Mendapati papanya datang ke rumah wanita lain dan bersikap layaknya seorang laki-laki yang sedang mencintai, membuat Alya berang dan melabrak perempuan yang dianggap akan merusak keutuhan keluarganya. Namun, siapa sangka, Alya justru mendapat sebuah kejutan yang membuat hatinya hancur. Siapa sebenarnya wanita itu?
View MorePOV ALYA
"Al, itu Papa kamu kan?" tanya Audi ketika kami baru saja akan naik motor setelah nongkrong di cafe langganan sejak masa kuliah.
Aku spontan menoleh ke arah yang ditunjuk oleh Audi. Seorang pria yang sangat familier baru saja keluar dari sebuah toko kue ternama. Dia membawa kotak kue dan berjalan menuju mobilnya. Benar saja, itu cinta pertamaku.
"Iya, itu Papa," ujarku senang. Aku langsung berseru memanggilnya, "Pa! Papa!"
Namun, Papa sudah masuk ke dalam mobil dan mobilnya mulai bergerak. Papa sepertinya tidak mendengar panggilanku.

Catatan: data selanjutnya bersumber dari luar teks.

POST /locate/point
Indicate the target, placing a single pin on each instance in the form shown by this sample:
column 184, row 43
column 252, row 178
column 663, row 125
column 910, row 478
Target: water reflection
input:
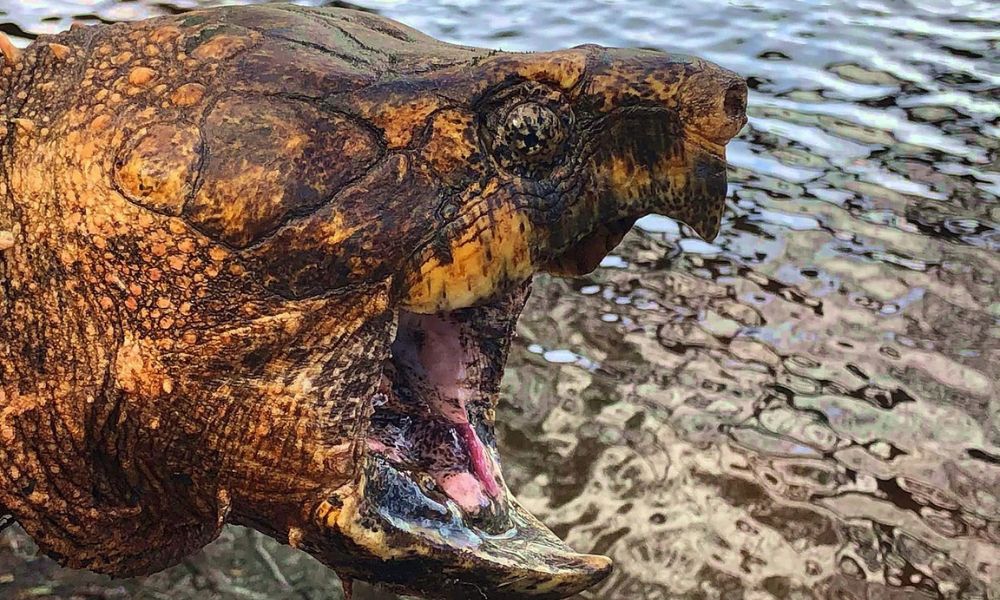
column 807, row 407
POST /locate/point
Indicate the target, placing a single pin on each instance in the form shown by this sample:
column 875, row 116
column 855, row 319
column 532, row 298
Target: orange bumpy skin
column 210, row 222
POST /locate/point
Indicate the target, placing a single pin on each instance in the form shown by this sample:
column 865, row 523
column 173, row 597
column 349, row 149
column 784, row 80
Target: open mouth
column 433, row 419
column 434, row 515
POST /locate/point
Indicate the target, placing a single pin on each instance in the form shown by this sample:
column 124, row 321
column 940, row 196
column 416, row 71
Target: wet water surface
column 806, row 407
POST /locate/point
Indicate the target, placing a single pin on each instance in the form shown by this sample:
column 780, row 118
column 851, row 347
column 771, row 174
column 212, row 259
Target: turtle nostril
column 735, row 104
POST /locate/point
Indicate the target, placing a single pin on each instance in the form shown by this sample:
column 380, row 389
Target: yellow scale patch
column 483, row 261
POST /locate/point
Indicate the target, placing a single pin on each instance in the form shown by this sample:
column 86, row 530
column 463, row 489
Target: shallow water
column 808, row 406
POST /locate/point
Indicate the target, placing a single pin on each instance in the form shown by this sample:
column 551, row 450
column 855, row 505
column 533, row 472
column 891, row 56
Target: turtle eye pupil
column 532, row 131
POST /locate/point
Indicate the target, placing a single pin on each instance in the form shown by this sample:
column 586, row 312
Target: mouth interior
column 433, row 419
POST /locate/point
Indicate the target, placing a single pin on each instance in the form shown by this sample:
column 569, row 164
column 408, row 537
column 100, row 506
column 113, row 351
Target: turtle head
column 555, row 155
column 530, row 162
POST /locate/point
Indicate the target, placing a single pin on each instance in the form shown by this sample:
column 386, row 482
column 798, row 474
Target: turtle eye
column 532, row 131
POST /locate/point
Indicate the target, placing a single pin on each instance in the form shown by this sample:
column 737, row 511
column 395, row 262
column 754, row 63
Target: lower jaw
column 431, row 442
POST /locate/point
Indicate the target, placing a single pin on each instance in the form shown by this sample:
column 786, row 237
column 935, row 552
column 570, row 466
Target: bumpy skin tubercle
column 240, row 246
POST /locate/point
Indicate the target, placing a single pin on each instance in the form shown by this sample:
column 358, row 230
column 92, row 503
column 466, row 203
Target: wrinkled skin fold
column 263, row 265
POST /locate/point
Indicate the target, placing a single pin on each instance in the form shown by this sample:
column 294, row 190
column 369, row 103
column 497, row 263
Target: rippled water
column 808, row 407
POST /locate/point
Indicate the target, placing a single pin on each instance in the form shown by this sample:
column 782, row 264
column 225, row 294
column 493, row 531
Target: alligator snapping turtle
column 262, row 265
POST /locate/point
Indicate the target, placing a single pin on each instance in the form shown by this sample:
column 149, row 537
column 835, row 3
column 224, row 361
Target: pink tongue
column 482, row 466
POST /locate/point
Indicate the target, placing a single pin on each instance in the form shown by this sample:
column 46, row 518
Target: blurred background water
column 807, row 407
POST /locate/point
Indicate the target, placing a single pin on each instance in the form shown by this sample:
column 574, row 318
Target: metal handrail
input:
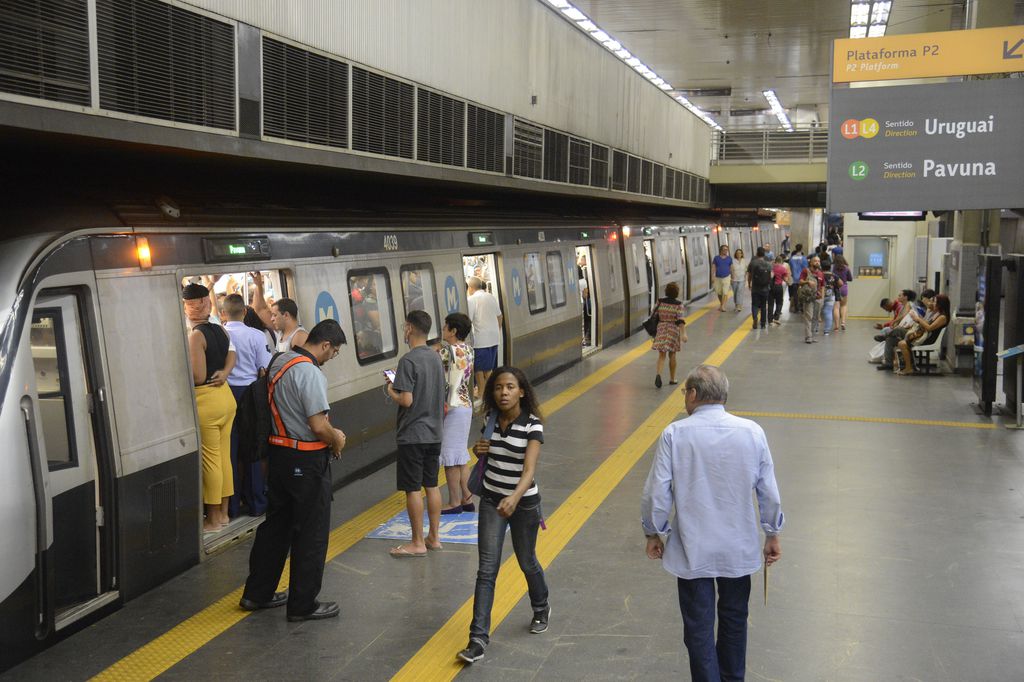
column 766, row 146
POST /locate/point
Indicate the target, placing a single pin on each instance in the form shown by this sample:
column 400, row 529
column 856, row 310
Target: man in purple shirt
column 251, row 354
column 698, row 497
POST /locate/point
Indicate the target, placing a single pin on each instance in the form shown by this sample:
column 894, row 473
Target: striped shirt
column 507, row 455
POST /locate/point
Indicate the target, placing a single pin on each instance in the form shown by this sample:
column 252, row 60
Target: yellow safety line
column 188, row 636
column 871, row 420
column 436, row 659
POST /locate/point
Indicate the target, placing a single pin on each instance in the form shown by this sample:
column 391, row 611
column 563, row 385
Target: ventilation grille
column 305, row 95
column 646, row 175
column 44, row 49
column 579, row 161
column 619, row 170
column 527, row 150
column 556, row 156
column 440, row 128
column 163, row 61
column 382, row 115
column 598, row 166
column 633, row 175
column 484, row 139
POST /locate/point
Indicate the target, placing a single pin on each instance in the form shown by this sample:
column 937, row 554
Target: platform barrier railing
column 808, row 144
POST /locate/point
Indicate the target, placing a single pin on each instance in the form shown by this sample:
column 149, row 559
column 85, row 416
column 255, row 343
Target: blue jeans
column 491, row 536
column 726, row 659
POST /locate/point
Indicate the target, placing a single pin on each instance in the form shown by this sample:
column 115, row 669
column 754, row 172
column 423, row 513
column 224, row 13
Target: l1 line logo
column 866, row 128
column 946, row 146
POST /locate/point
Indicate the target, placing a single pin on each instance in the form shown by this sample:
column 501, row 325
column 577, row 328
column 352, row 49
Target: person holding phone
column 511, row 500
column 418, row 388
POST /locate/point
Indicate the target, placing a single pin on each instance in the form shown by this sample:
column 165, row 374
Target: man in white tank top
column 285, row 315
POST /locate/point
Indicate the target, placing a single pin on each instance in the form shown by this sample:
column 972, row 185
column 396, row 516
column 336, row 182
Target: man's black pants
column 759, row 306
column 298, row 520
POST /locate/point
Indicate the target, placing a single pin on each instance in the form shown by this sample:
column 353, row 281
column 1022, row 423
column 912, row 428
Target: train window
column 556, row 279
column 612, row 255
column 373, row 314
column 419, row 293
column 536, row 295
column 49, row 356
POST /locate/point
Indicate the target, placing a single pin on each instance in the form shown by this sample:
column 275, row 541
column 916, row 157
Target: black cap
column 194, row 291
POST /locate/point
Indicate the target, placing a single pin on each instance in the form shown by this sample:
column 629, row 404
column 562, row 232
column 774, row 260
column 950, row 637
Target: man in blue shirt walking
column 698, row 497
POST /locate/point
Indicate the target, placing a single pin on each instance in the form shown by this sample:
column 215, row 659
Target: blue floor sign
column 459, row 528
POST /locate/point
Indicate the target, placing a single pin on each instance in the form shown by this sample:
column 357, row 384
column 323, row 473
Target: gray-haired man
column 698, row 496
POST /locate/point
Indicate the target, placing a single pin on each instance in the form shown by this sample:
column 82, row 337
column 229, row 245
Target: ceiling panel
column 751, row 46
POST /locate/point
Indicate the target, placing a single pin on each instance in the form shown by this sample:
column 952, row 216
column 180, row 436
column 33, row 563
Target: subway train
column 101, row 473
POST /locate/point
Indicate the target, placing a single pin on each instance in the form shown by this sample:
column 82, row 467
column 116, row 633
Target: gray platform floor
column 903, row 551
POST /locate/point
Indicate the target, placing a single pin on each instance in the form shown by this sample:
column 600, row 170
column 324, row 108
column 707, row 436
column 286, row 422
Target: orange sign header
column 929, row 54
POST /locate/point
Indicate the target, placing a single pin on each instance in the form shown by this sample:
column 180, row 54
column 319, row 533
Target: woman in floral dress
column 671, row 332
column 457, row 356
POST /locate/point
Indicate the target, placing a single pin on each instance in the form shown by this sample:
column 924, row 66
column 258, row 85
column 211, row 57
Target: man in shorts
column 419, row 391
column 486, row 317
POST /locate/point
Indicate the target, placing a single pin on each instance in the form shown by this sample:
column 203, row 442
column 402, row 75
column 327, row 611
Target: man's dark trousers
column 298, row 520
column 727, row 658
column 249, row 484
column 759, row 305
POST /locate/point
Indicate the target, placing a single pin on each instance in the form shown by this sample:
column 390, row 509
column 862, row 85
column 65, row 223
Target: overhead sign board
column 945, row 146
column 929, row 54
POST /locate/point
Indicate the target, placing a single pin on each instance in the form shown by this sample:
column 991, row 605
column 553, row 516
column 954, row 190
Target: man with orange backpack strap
column 298, row 516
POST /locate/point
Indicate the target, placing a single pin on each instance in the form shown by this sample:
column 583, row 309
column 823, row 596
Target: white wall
column 865, row 294
column 497, row 53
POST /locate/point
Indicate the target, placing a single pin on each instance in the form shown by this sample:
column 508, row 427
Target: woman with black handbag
column 671, row 334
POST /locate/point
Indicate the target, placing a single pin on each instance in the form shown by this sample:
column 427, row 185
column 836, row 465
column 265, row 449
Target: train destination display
column 945, row 146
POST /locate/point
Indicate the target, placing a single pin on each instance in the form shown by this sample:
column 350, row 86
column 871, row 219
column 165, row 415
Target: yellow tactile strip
column 870, row 420
column 436, row 659
column 188, row 636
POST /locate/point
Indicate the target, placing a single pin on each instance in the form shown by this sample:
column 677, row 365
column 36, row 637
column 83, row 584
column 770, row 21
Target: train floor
column 902, row 553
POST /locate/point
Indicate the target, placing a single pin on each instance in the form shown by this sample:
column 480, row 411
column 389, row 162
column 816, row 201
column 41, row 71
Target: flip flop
column 400, row 552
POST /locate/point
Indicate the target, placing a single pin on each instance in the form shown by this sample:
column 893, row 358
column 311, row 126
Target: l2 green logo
column 858, row 170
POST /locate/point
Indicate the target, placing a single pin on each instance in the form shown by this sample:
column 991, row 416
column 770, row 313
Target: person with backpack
column 302, row 441
column 812, row 285
column 759, row 282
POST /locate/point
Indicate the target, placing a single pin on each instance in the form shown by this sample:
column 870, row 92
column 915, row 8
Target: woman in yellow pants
column 212, row 356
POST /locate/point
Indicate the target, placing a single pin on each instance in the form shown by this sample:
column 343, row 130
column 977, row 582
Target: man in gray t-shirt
column 419, row 391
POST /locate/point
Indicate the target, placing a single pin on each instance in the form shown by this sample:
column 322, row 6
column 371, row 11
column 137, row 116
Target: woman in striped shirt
column 510, row 500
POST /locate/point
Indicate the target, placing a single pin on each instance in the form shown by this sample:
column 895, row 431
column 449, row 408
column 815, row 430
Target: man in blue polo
column 698, row 497
column 723, row 274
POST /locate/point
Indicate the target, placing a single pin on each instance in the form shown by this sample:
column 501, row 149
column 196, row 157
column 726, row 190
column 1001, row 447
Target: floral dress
column 670, row 326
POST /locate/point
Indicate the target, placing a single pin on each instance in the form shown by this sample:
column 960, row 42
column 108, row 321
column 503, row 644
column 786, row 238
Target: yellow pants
column 216, row 413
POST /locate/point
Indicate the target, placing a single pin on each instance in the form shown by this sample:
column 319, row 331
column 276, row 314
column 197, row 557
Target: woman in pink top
column 780, row 279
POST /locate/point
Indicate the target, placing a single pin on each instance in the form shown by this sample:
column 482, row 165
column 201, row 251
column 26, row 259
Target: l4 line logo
column 866, row 128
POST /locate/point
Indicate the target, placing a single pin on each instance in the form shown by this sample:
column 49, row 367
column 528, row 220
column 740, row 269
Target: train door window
column 66, row 425
column 556, row 279
column 419, row 293
column 612, row 257
column 536, row 296
column 49, row 357
column 648, row 252
column 373, row 314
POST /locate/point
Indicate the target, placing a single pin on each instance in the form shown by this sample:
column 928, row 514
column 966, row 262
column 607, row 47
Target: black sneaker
column 472, row 652
column 540, row 622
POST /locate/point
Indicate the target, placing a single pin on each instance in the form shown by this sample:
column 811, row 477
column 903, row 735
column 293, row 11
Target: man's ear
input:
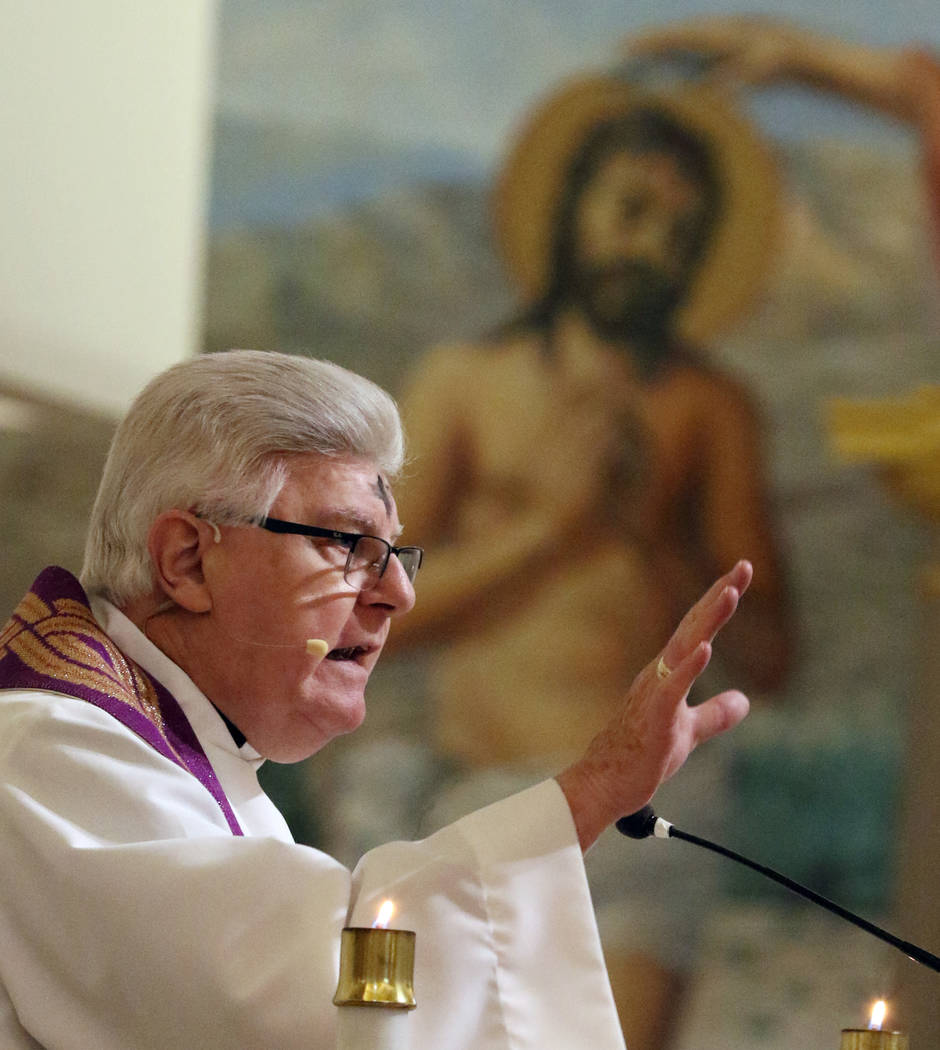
column 178, row 543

Aku menghela napas kecewa, padahal aku sudah berteriak memanggilnya, sampai urat leherku terasa tegang.
"Yaah .…"
Audi menatapku sekilas sebelum menyerahkan helm padaku. "Ya udahlah, sama aku aja. Kan kita satu tujuan," katanya.
Aku ragu sejenak sebelum akhirnya menerima helm dan naik ke boncengan.
"Rumah kamu kan lebih dekat. Kalau aku sama Papa, kamu nggak perlu nganter aku dulu," ujarku. Harusnya tadi aku bawa mobil aja, atau motif sendiri.
Audi hanya terkekeh sambil menyalakan motor. "Kan aku yang ajak kamu jalan tadi. Ya aku harus tanggung jawab nganterin kamu pulang. Lagian, kita bisa aja ketemu Papa kamu di jalan kalau kita cari jalan pintas. Kan tujuannya sama. Papa kamu pasti mau pulang juga."
Aku mengangguk kecil, lalu membiarkan Audi melajukan motornya. Sepanjang perjalanan, kami mengobrol santai, menikmati angin yang berhembus. Aku merasa lebih baik meskipun tadi sempat kecewa. Namun, ketika kami hampir sampai di daerah rumahku, Audi tiba-tiba menunjuk ke depan.
"Itu mobil Papa kamu," katanya.
Aku langsung menoleh dan melihat mobil Papa berbelok ke arah yang berlawanan dari arah mau ke rumah.
"Loh, Papa mau ke mana?" gumamku.
"Mungkin cari jalan alternatif?" tebak Audi.
Aku mengernyit. "Buat apa? Nggak macet kok. Audi mengedikkan bahu. "Kita ikuti aja yuk."
Dia melihatku lewat spion. "Buat apa? Kamu curiga sama Om Bas?"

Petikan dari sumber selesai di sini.